One of the unique features of Nix is that each package explicitly references exact configurations of all of its dependencies. This means that a package indirectly references the exact versions and build configuration of all transient dependencies. This provides a huge benefit, as you can configure common dependencies different for different packages without any conflicts. The downside is that a package must be rebuilt when any of its dependencies change. This means that changes to core packages such as the compiler or shell require just about every package in the collection to be rebuilt. This is extremely expensive and extremely time consuming. Without proper management, updating a core package could stall releases for days even if all the required builds and tests were successful.
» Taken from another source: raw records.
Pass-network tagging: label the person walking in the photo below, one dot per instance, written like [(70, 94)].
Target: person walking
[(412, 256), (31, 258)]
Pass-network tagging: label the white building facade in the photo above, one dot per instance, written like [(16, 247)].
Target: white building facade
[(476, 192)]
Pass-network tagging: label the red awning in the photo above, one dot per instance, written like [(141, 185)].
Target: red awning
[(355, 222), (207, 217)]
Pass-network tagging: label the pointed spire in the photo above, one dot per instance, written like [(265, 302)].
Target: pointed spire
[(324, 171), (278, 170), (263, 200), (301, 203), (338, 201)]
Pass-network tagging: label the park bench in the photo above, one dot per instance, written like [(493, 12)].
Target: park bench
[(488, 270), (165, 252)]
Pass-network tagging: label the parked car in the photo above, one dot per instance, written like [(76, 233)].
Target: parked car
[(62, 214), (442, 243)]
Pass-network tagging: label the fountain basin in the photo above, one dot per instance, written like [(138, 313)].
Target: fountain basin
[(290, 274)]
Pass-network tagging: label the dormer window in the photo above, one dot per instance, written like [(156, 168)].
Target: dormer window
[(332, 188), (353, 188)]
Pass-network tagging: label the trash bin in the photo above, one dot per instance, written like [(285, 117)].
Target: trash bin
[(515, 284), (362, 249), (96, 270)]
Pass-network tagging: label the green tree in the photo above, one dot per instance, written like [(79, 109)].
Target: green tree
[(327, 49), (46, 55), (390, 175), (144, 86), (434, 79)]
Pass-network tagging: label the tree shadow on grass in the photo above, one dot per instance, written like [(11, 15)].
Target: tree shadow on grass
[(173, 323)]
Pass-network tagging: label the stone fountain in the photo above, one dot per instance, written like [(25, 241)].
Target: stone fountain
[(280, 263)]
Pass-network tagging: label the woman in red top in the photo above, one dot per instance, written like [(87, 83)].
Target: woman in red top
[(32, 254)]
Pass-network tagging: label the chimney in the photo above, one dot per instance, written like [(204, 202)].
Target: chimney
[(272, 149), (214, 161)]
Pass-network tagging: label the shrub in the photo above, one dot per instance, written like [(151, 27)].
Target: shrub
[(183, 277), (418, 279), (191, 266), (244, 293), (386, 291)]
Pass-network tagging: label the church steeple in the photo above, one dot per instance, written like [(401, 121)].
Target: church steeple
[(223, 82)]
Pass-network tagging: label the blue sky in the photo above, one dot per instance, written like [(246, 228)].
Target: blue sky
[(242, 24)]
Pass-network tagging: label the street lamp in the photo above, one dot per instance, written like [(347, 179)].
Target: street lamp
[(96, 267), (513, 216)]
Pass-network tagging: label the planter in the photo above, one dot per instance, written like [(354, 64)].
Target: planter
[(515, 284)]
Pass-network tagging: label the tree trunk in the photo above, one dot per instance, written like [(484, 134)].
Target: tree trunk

(This will be improved with a content-addressed store, however this is not coming soon and still can’t help if there are legitimate differences, for example a new compiler that generates a different binary than the previous one.)

Atomicity

Nixpkgs is distributed as an atomic snapshot of the source tree. This means that as packages are updated in the Nixpkgs repo they are released to users in the same order. A packages that is slow to build, or broken for a week, can’t be released when it is ready. The only option is stalling the entire release pipeline. Incrementally releasing changes in the source so that updates are always small is also impossible as Pessimistic Rebuilds mean that a tiny indivisible change can trigger a mass rebuild.

Breakage Intolerance

This is somewhat related to Atomicity. If a broken package is released, any system that uses that package will be unable to update. This is because a NixOS system is a single atomic package (and many dependencies). If any dependency is broken the new system can’t build. This means that shipping broken releases is very damaging. It doesn’t just prevent updating the broken packages, it prevents updating any packages. (Without users doing some significant hack and slash to splice packages between versions.)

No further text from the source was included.